Can microsomal RNA be a biomarker in pulmonary hypertension secondary to bronchopulmonary dysplasia?


Guler E., Narin N., PAMUKÇU Ö., TAHERİ S., Tufan E., Guler Y., ...Daha Fazla

JOURNAL OF MATERNAL-FETAL & NEONATAL MEDICINE, 2019 (SCI-Expanded) identifier identifier identifier

  • Yayın Türü: Makale / Tam Makale
  • Cilt numarası:
  • Basım Tarihi: 2019
  • Doi Numarası: 10.1080/14767058.2019.1638107
  • Dergi Adı: JOURNAL OF MATERNAL-FETAL & NEONATAL MEDICINE
  • Derginin Tarandığı İndeksler: Science Citation Index Expanded (SCI-EXPANDED), Scopus
  • Anahtar Kelimeler: Bronchopulmonary dysplasia, microsomal RNA, pulmonary hypertension, LUNG, ECHOCARDIOGRAPHY, ANGIOGENESIS, EXPRESSION, DIAGNOSIS, DISEASE
  • Erciyes Üniversitesi Adresli: Evet

Özet

Aims: In long-term follow-up, pulmonary hypertension (PHT) may develop in these patients with bronchopulmonary dysplasia (BPD).

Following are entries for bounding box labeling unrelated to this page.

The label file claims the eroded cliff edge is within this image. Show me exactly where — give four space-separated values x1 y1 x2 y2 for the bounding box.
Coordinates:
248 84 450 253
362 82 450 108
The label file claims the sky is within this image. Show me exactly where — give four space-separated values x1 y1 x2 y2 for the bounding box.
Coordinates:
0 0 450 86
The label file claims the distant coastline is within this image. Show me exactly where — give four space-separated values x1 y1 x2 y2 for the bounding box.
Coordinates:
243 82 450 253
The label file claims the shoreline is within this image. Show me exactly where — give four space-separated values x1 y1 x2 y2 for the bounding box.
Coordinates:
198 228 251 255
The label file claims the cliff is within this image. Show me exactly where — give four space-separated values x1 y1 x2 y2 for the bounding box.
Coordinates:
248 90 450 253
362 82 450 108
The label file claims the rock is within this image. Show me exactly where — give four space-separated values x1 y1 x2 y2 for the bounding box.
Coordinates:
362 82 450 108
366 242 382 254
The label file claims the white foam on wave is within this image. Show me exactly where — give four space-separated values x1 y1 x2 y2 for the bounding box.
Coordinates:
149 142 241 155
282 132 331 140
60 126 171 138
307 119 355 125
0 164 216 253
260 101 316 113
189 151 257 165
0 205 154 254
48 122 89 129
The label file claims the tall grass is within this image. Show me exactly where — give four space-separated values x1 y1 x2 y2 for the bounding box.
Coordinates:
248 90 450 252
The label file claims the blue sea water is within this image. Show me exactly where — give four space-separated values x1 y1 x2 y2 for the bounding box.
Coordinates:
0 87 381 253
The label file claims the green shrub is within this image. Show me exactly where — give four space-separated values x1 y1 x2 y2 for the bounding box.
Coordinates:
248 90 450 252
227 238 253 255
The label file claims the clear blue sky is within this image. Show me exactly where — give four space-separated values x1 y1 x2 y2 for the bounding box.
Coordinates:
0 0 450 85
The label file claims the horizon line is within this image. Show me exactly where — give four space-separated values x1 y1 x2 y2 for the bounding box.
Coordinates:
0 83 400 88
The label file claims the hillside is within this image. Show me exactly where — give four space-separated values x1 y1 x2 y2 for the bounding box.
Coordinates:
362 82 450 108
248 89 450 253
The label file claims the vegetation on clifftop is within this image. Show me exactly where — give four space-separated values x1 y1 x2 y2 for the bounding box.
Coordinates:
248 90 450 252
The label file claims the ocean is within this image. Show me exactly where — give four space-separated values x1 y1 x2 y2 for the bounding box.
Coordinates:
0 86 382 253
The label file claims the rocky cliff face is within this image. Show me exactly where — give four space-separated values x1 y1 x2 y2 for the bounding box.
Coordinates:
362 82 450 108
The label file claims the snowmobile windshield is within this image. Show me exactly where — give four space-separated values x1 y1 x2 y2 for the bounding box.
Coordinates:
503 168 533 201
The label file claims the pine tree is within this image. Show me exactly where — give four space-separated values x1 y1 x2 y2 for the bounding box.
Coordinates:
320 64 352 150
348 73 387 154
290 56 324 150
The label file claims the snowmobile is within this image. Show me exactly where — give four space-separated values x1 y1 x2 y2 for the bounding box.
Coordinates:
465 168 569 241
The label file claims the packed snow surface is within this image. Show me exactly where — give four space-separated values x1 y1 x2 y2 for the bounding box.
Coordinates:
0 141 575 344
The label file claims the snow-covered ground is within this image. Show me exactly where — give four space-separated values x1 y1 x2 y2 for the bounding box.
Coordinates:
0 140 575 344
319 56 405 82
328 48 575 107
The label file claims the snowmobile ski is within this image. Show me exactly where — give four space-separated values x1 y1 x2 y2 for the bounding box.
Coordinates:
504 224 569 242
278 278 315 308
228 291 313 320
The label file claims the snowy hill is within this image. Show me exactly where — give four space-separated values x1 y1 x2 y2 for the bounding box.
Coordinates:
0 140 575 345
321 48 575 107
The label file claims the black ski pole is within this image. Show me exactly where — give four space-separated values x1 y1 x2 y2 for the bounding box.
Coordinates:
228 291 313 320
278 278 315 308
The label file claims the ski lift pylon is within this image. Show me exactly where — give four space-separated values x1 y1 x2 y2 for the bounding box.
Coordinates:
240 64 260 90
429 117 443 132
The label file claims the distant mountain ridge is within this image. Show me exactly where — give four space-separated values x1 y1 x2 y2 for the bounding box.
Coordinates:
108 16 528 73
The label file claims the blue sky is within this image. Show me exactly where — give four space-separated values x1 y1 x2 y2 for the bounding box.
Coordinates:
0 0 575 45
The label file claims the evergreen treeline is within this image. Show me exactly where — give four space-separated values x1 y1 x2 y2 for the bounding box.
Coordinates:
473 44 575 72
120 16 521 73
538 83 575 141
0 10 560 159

Microsomal RNAs (miRNAs) are a class of noncoding single-strand RNAs. It was shown that miRNA dysregulation contributes to PHT. Up until now, miRNA levels have not been studied in BPD to detect PHT. The main aim of this study is: miRNAs play role in PHT etiopathogenesis in BPD. They can be used as a feasible biomarker for early detection and follow-up of PHT in children with BPD. Methods: The study included infants who were admitted to the Neonatology Clinic. In all subjects, transthoracic echocardiography was performed by the same pediatric cardiologist. Expression of 25 miRNAs was studied from peripheral blood samples at the time of diagnosis. Results: Patients were categorized according to whether they have PHT and BPD. Group 1 included 21 infants who had both BPD and PHT. Group 2 had 17 infants who were diagnosed as BPD but had no PHT. Group 3 was a control group and had 21 infants who did not have BPD and PHT. Significant differences in the expression of 19 of 25 miRNAs were detected. Fifteen of these were in group 1. Conclusions: Pulmonary hypertension is a disorder developing due to environmental and genetic reasons, in which the underlying mechanism is not fully understood. The genes controlled by miRNAs found to be related to PH in our study may have a role in PHT. In the future, it could be possible to establish novel approaches that may contribute to early diagnosis and treatment of PHT by focusing target genes of miRNA found to be related in this study.